Asymptotic notation describes how a function grows as the input n gets large, ignoring constants and lower-order terms so you can compare algorithms by shape, not by hardware.

Why it matters

Wall-clock time depends on the machine, the language, and the compiler — none of which tell you whether an algorithm scales. Asymptotics strip that noise away: O(n log n) beats O(n^2) on big inputs no matter whose laptop runs it. It is the shared vocabulary for every claim about sorting, searching, and data-structure cost.

How it works

Three bounds describe a function T(n):

  • Big-O (O) — upper bound. T(n) = O(g(n)) if eventually T(n) ≤ c·g(n). “Grows no faster than.” This is the usual worst-case statement.
  • Big-Omega (Ω) — lower bound. T(n) = Ω(g(n)) if eventually T(n) ≥ c·g(n). “Grows no slower than.”
  • Big-Theta (Θ) — tight bound. T(n) = Θ(g(n)) when it is both O(g(n)) and Ω(g(n)).
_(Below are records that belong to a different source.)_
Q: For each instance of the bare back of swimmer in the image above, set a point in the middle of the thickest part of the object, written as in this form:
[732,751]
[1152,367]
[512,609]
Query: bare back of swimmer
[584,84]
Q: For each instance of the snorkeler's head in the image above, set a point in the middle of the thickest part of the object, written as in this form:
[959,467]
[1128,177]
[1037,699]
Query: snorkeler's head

Two rules do most of the work: drop constants (3n is O(n)) and keep the dominant term (n^2 + n is O(n^2)). The common growth ladder, slowest-growing first:

ClassNameExample
O(1)constanthash lookup
O(log n)logarithmicbinary searching
O(n)linearscan an array
O(n log n)linearithmicmerge sorting
O(n^2)quadraticnested loops
O(2^n)exponentialbrute-force subsets

Note the distinction from best/average/worst case: those pick which input you measure; O/Θ/Ω bound how a chosen measure grows. They are orthogonal — you can give a worst-case Θ.

Example

# T(n) = n^2 + 3n + 5  →  drop 3n and 5, drop the coefficient
# dominant term is n^2  →  T(n) = Θ(n^2)
for i in 0 … n-1:        # outer loop runs n times
    for j in 0 … n-1:    # inner loop runs n times
        visit(i, j)      # n * n = n^2 total work

Pitfalls

  • Treating O as “exactly”. O is an upper bound; an O(n^2) algorithm is also O(n^3). Use Θ when you mean tight.
  • Forgetting constants matter in practice. For small n, an O(n^2) method can beat an O(n log n) one with a huge constant. Asymptotics describe the limit.
  • Ignoring the variable. O(V + E) on a graph has two inputs; collapsing them hides the real cost.